Отец кивнул. Насильно выдать дочь замуж – такое считалось в порядке вещей.

– Я все хотел тебя спросить про отца лорда Роберта – герцога Нортумберлендского. Что ты можешь о нем сказать?

– Его очень многие не любят, – ответила я, сразу перейдя на шепот. – Но герцог ведет себя как король. Заходит в королевские покои, когда пожелает, а затем выходит оттуда и говорит то-то и то-то, объявляя это королевской волей. Разве кто-нибудь посмеет пойти против него?

– А у нас на прошлой неделе забрали нашего соседа-портретиста. Мистера Таллера, – сообщил отец. – Сказали, за то, что католик и еретик. Увели на допрос, и с тех пор его никто не видел.
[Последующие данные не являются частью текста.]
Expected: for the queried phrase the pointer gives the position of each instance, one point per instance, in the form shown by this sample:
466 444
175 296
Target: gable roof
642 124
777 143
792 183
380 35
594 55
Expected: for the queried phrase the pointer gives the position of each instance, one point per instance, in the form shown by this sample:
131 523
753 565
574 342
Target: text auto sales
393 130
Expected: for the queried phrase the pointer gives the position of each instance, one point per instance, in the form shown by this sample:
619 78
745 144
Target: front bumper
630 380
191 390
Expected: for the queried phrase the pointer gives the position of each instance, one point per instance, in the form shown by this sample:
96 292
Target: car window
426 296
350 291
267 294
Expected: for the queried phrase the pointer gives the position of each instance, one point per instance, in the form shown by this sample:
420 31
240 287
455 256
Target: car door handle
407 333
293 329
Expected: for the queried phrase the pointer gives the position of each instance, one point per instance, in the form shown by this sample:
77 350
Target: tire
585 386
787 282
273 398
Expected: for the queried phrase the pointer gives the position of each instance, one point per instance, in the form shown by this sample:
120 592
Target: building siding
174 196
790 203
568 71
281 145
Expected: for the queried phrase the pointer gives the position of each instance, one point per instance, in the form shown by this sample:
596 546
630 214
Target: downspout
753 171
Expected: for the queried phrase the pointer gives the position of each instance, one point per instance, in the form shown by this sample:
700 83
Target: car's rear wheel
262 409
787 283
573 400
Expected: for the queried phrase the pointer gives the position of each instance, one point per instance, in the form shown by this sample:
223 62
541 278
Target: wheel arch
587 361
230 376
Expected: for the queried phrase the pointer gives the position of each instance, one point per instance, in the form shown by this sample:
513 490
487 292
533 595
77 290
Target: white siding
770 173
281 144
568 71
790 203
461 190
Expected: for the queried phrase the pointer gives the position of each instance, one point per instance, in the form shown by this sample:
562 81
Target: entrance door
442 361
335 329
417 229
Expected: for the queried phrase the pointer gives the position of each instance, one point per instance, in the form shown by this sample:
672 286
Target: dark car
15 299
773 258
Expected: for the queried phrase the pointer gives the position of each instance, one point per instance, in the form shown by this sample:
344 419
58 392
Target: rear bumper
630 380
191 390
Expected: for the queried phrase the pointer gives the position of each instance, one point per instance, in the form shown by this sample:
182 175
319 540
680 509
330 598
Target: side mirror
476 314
У меня кусок застрял в горле.

– Его-то за что? Он же портреты рисовал. Что в них еретического?

– Кто-то из заказчиков случайно увидел у него в доме копию с картины, изображающей Богоматерь, да еще с его подписью внизу. – Отец покачал головой, словно до сих пор отказывался верить в случившееся. – Эту копию мистер Таллер сделал давно. Он даже дату поставил. Тогда это считалось произведением искусства. А теперь – ересью. Представляешь? Тогда его называли искусным художником, а теперь в глазах закона он преступник. И никакой судья не примет во внимание, что картина написана давно, гораздо раньше, чем появился закон. Эти люди – сущие варвары.
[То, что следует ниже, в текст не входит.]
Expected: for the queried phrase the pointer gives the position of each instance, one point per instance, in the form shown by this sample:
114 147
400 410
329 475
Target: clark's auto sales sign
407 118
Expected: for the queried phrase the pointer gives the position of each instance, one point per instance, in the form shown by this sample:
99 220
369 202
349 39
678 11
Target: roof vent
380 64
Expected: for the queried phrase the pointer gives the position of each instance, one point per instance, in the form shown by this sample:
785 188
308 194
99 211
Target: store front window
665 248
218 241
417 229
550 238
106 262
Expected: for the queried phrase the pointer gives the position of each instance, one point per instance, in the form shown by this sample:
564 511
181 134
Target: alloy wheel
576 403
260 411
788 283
Мы оба поглядели на дверь. Она была заперта. На улице было тихо.

– Ты считаешь, нам надо бежать из Англии? – почти шепотом спросила я, впервые сознавая, как мне хочется остаться.

Отец жевал хлеб, раздумывая над моим вопросом.

– Не сейчас, – наконец сказал он. – И потом, разве где-нибудь есть совершенно безопасное место? Уж лучше я останусь в протестантской Англии, чем переберусь в католическую Францию. Мы с тобой теперь благочестивые протестанты. Надеюсь, ты не забываешь ходить в церковь?

– Дважды, а то и трижды в день, – заверила я отца. – При дворе за этим строго следят.

– Вот и меня ежедневно видят в местной церкви. Я делаю пожертвования, исправно плачу приходскую подать. Нельзя требовать от нас большего. Мы оба крещеные. Разве кто-нибудь может в чем-то нас упрекнуть?

Я промолчала. Мы с отцом прекрасно знали: любой может оговорить любого. В странах, где за различия в совершении обрядов сжигали на костре, причиной недовольства могло стать что угодно. Например, в какую сторону ты смотришь во время молитвы.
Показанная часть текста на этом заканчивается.